## <span style="color:purple">Dependency syntactic analysis with UDPipe</span>

[UDPipe](http://ufal.mff.cuni.cz/udpipe) is a trainable pipeline for tokenization, tagging, lemmatization and dependency parsing of CoNLL files. 
EstNLTK provides a wrapper for UDPipe dependency parser and provides models of syntactic analysis that output UD or CG format dependency relations. 

### UDPipeTagger

#### Requirements
**UDPipe executable**. In order to use UDPipe based syntactic analysis, the UDPipe must be installed into the system.
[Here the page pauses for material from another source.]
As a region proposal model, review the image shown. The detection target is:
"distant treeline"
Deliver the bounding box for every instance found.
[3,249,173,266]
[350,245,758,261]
The information about how to install it can be found from [UDPipe Installation page](http://ufal.mff.cuni.cz/udpipe/install).
 
EstNLTK expects that the directory containing UDPipe executable (udpipe in UNIX, udpipe.exe in Windows) is accessible from system's environment variable PATH. UDPipe executables can be downloaded [here](https://github.com/ufal/udpipe/releases/tag/v1.2.0) (currently supported version is 1.2.0).

You can test that the UDPipe is available by the following command:

In [1]:
!udpipe --version

UDPipe version 1.2.0 (using UniLib 3.1.1,
MorphoDiTa 1.9.1-devel, Parsito 1.1.1-devel)
Copyright 2016 by Institute of Formal and Applied Linguistics, Faculty of
Mathematics and Physics, Charles University in Prague, Czech Republic.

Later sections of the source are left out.